Multinational food corporation Nestle recently won approval from the state’s notoriously lax Department of Water Resources for a bottling plant in Cascade Locks that the company has sold as an economic boon to the small community. (It's worth noting that it was Kitzhaber who thwarted Cascade Locks attempt to build an off-reservation casino in cooperation with the Confederated Tribes of Warm Springs.)

According to The Oregonian, Nestle is promising to create 50 permanent jobs at the roughly 25-acre bottling plant that is expected to double the small town’s property tax base.

Critics, including the D.C.-based Food and Water Watch and the Sierra Club say that’s a poor trade off when considering a permanent surrender of a finite resource like the state’s water. They have successfully defeated similar proposals by Nestle in California and Washington.

Critics have also raised concerns about creating more plastic bottle waste in Oregon where the state just recently weighed a ban on plastic bags because of concerns about litter and pollution. Organized labor is opposing the plant because of Nestle’s plan to use non-union workers at the site.

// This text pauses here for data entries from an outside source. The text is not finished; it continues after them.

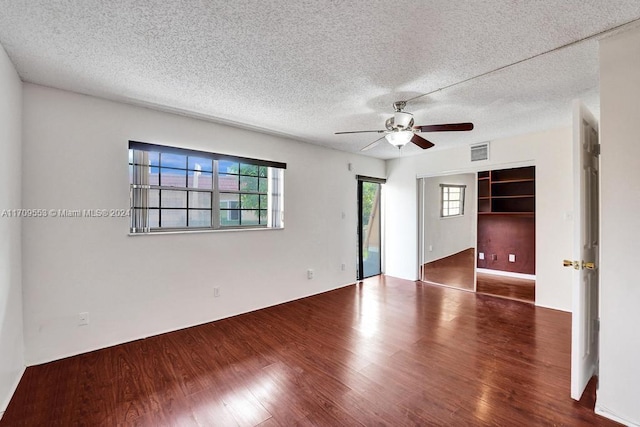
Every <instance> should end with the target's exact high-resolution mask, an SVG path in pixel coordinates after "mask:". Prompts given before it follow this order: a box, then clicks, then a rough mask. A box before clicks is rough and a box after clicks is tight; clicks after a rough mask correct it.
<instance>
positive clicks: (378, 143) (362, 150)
mask: <svg viewBox="0 0 640 427" xmlns="http://www.w3.org/2000/svg"><path fill="white" fill-rule="evenodd" d="M383 139H384V136H383V137H382V138H378V139H376V140H375V141H373V142H372V143H371V144H369V145H367V146H366V147H364V148H363V149H361V150H360V151H367V150H370V149H372V148H373V147H375V146H376V145H378V144H380V141H382V140H383Z"/></svg>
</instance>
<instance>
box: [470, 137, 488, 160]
mask: <svg viewBox="0 0 640 427" xmlns="http://www.w3.org/2000/svg"><path fill="white" fill-rule="evenodd" d="M479 160H489V143H488V142H484V143H482V144H477V145H472V146H471V161H472V162H477V161H479Z"/></svg>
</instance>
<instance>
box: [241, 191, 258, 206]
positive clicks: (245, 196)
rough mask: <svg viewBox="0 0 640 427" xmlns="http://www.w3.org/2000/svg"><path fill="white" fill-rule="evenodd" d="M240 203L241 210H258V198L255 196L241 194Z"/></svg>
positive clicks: (255, 195) (246, 194) (251, 195)
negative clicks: (250, 209)
mask: <svg viewBox="0 0 640 427" xmlns="http://www.w3.org/2000/svg"><path fill="white" fill-rule="evenodd" d="M240 200H241V201H242V205H241V206H240V207H241V208H242V209H258V208H259V206H258V203H259V202H260V196H258V195H257V194H243V195H242V197H241V198H240Z"/></svg>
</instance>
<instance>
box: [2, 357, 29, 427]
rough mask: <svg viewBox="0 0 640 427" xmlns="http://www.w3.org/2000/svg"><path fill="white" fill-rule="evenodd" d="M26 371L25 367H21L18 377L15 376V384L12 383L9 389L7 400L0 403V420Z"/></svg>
mask: <svg viewBox="0 0 640 427" xmlns="http://www.w3.org/2000/svg"><path fill="white" fill-rule="evenodd" d="M26 369H27V367H26V366H23V367H22V372H20V375H18V376H17V378H16V380H15V382H14V383H13V387H11V393H9V396H7V399H6V400H5V401H4V402H2V406H0V420H1V419H2V416H3V415H4V413H5V411H6V410H7V407H8V406H9V402H10V401H11V398H12V397H13V395H14V394H15V392H16V390H17V389H18V384H20V380H21V379H22V376H23V375H24V371H26Z"/></svg>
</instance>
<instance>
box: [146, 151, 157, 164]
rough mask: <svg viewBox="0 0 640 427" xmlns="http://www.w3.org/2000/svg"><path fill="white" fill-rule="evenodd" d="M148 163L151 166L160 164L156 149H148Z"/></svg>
mask: <svg viewBox="0 0 640 427" xmlns="http://www.w3.org/2000/svg"><path fill="white" fill-rule="evenodd" d="M149 164H150V165H151V166H160V153H158V152H157V151H149Z"/></svg>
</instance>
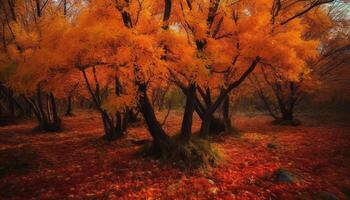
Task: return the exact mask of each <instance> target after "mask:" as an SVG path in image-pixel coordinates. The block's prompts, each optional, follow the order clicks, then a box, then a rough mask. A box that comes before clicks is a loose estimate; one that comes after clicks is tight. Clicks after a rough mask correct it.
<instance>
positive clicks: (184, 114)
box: [181, 83, 196, 141]
mask: <svg viewBox="0 0 350 200" xmlns="http://www.w3.org/2000/svg"><path fill="white" fill-rule="evenodd" d="M195 94H196V85H195V84H193V83H191V84H190V85H189V87H188V94H187V97H186V106H185V111H184V116H183V119H182V126H181V139H182V140H183V141H189V140H190V138H191V133H192V117H193V112H194V95H195Z"/></svg>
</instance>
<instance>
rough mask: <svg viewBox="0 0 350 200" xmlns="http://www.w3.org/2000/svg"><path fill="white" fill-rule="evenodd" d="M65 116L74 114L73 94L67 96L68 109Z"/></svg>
mask: <svg viewBox="0 0 350 200" xmlns="http://www.w3.org/2000/svg"><path fill="white" fill-rule="evenodd" d="M65 116H73V113H72V96H68V98H67V111H66V114H65Z"/></svg>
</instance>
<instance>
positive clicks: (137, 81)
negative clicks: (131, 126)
mask: <svg viewBox="0 0 350 200" xmlns="http://www.w3.org/2000/svg"><path fill="white" fill-rule="evenodd" d="M136 85H137V86H138V91H139V93H140V96H139V98H138V104H139V107H140V111H141V114H142V116H143V118H144V119H145V122H146V124H147V129H148V131H149V132H150V134H151V136H152V138H153V150H152V151H153V152H152V154H153V155H155V156H161V155H162V154H164V151H171V149H172V148H171V144H172V143H171V140H170V138H169V136H168V135H167V134H166V133H165V131H164V130H163V128H162V126H161V125H160V123H159V122H158V120H157V118H156V115H155V113H154V109H153V107H152V105H151V103H150V101H149V99H148V96H147V85H146V83H140V82H138V81H137V82H136Z"/></svg>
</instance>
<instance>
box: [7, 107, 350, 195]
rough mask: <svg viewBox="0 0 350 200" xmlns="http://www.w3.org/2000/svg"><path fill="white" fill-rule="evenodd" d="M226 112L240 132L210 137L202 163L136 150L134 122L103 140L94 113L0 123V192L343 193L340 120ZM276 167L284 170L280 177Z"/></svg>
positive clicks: (101, 134)
mask: <svg viewBox="0 0 350 200" xmlns="http://www.w3.org/2000/svg"><path fill="white" fill-rule="evenodd" d="M180 117H181V116H180V114H174V113H173V114H171V115H170V117H169V119H168V120H167V123H166V125H165V128H166V129H167V130H168V131H169V132H172V133H175V132H177V131H178V129H179V127H180ZM234 118H235V120H234V124H235V126H236V127H237V128H238V129H239V130H241V132H242V135H241V137H233V136H230V135H225V136H224V135H223V136H220V137H219V139H215V140H213V141H212V142H213V144H214V146H215V147H216V148H218V149H219V150H220V152H221V153H222V155H223V157H224V159H223V161H222V162H221V163H220V164H219V166H218V167H216V168H213V169H210V170H207V171H201V170H197V171H181V170H180V169H178V168H175V167H172V166H169V165H165V164H162V163H160V162H158V161H156V160H153V159H151V158H145V157H141V156H140V155H139V154H137V152H138V150H139V148H140V145H136V144H135V142H134V141H135V140H143V139H147V138H149V135H148V132H147V130H146V129H145V126H144V124H142V123H141V124H139V126H135V127H133V128H130V129H129V133H128V136H127V137H125V138H123V139H121V140H119V141H115V142H113V143H110V144H107V143H105V142H103V140H102V138H101V136H102V132H103V128H102V126H101V122H100V118H99V115H97V114H96V113H79V114H78V115H77V116H75V117H66V118H64V119H63V122H64V126H65V131H63V132H59V133H42V132H37V131H34V130H33V128H34V126H35V122H33V121H26V122H23V123H21V124H18V125H12V126H5V127H0V199H334V198H335V197H337V198H338V199H347V198H350V197H349V195H350V194H349V193H350V125H349V124H346V123H343V124H342V123H334V122H330V120H326V121H322V120H318V119H315V118H312V117H310V116H309V117H307V116H306V117H303V118H301V120H302V121H303V125H301V126H295V127H290V126H276V125H271V122H270V121H271V119H270V118H268V117H266V116H262V115H257V116H248V115H242V114H241V115H237V116H235V117H234ZM194 121H195V123H194V129H195V130H196V129H198V127H199V121H198V120H197V119H196V120H194ZM279 169H280V171H281V169H282V171H283V170H285V171H287V172H288V173H287V175H286V176H287V177H282V180H277V179H278V178H276V176H277V175H276V171H278V170H279ZM280 178H281V177H280ZM283 178H287V179H288V178H292V181H291V183H283V182H281V181H283Z"/></svg>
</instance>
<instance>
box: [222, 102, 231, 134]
mask: <svg viewBox="0 0 350 200" xmlns="http://www.w3.org/2000/svg"><path fill="white" fill-rule="evenodd" d="M222 114H223V121H224V125H225V131H226V132H231V131H232V130H233V129H232V124H231V117H230V96H229V95H227V96H226V97H225V100H224V102H223V105H222Z"/></svg>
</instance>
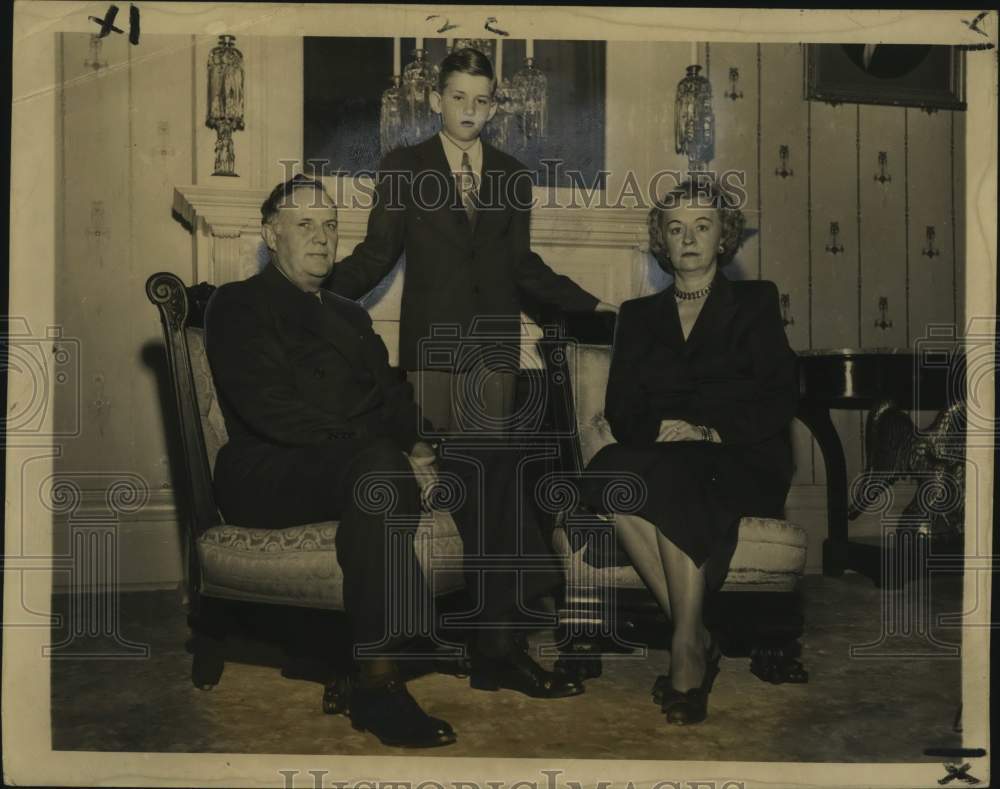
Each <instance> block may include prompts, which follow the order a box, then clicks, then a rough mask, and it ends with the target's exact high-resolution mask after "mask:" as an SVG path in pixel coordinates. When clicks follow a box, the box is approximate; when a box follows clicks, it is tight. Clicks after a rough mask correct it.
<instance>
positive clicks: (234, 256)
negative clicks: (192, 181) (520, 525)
mask: <svg viewBox="0 0 1000 789" xmlns="http://www.w3.org/2000/svg"><path fill="white" fill-rule="evenodd" d="M220 180H222V179H220ZM267 195H268V190H265V189H252V188H246V187H242V186H241V187H234V186H230V185H229V184H228V183H227V184H225V185H221V184H219V185H217V184H214V183H213V184H211V185H207V186H202V185H197V186H194V185H193V186H178V187H176V188H175V189H174V206H173V207H174V212H175V213H176V214H177V215H179V216H180V217H181V218H182V219H183V220H184V221H185V222H186V223H187V224H188V225H189V226H190V227H191V229H192V232H193V234H194V239H195V243H194V260H193V270H192V274H193V281H194V282H209V283H212V284H214V285H221V284H223V283H226V282H232V281H234V280H241V279H246V278H247V277H249V276H251V275H253V274H255V273H256V272H257V271H258V270H259V269H260V267H261V265H263V263H264V261H265V260H266V259H267V252H266V249H265V248H264V245H263V241H262V240H261V237H260V206H261V203H263V202H264V200H265V199H266V198H267ZM536 197H537V198H538V200H539V204H538V205H537V207H536V208H535V209H534V210H533V211H532V217H531V246H532V249H534V250H535V251H537V252H538V253H539V254H540V255H541V256H542V258H543V259H544V260H545V262H546V263H548V264H549V266H551V267H552V268H553V269H554V270H555V271H557V272H559V273H560V274H565V275H567V276H569V277H571V278H572V279H573V280H574V281H576V282H577V283H578V284H579V285H580V286H581V287H583V288H586V289H587V290H588V291H590V292H591V293H593V294H594V295H595V296H597V297H598V298H600V299H601V300H603V301H608V302H611V303H613V304H620V303H621V302H622V301H624V300H626V299H630V298H634V297H635V296H641V295H645V294H647V293H651V292H653V291H654V290H657V289H659V288H660V287H662V285H663V274H662V272H660V271H659V268H658V267H657V266H656V264H655V263H652V258H651V257H650V255H649V241H648V232H647V229H646V212H645V211H644V210H643V209H637V208H561V207H555V206H546V205H545V204H544V202H542V201H543V200H544V197H545V195H544V193H541V194H540V193H536ZM339 220H340V223H339V224H340V243H339V244H338V257H344V256H346V255H348V254H350V252H351V251H352V250H353V249H354V247H355V246H356V245H357V244H358V242H360V241H361V240H362V239H363V238H364V235H365V229H366V226H367V221H368V210H367V209H363V208H351V207H347V208H342V209H341V210H340V215H339ZM400 274H402V275H401V276H400ZM404 277H405V270H404V271H402V272H399V271H397V272H395V274H391V275H390V276H388V277H386V279H385V280H384V281H383V282H382V284H381V285H379V287H378V288H376V289H375V291H374V292H373V293H372V294H370V295H369V296H367V297H366V298H365V300H364V304H365V306H366V308H367V309H368V311H369V313H370V314H371V316H372V320H373V321H374V322H375V328H376V331H378V332H379V334H380V335H382V338H383V339H384V340H385V343H386V346H387V347H388V349H389V359H390V362H392V363H395V361H396V354H397V350H398V337H399V308H400V299H401V296H402V285H403V278H404ZM522 334H523V338H524V343H523V345H522V364H523V366H525V367H537V366H539V364H540V362H539V361H538V359H537V357H536V355H535V353H534V351H533V347H534V343H533V342H532V338H537V337H539V336H541V330H540V329H539V328H538V327H537V326H536V325H535V324H534V323H533V322H532V321H531V320H530V319H529V318H528V316H526V315H525V316H523V326H522Z"/></svg>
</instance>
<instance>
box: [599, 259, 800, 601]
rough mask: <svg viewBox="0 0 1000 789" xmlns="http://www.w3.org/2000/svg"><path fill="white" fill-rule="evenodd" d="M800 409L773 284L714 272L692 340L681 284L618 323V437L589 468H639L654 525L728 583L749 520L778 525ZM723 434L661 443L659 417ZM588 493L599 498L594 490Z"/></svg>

Not surprisingly Cascade Locks officials are frustrated by the notion of loosing another economic development project. As the excellently named mayor, Lance Masters, told The Oregonian in Thursday’s paper, “they could be dealing a death blow to a town that’s really struggling for its survival.”

A Kitzhaber aide told the paper that the governor has not taken a position on the plant and has not yet given direction to the state agencies reviewing the proposal.

In the meantime, Food and Water Watch’s appeal is set to go before an administrative law judge sometime this spring or early summer.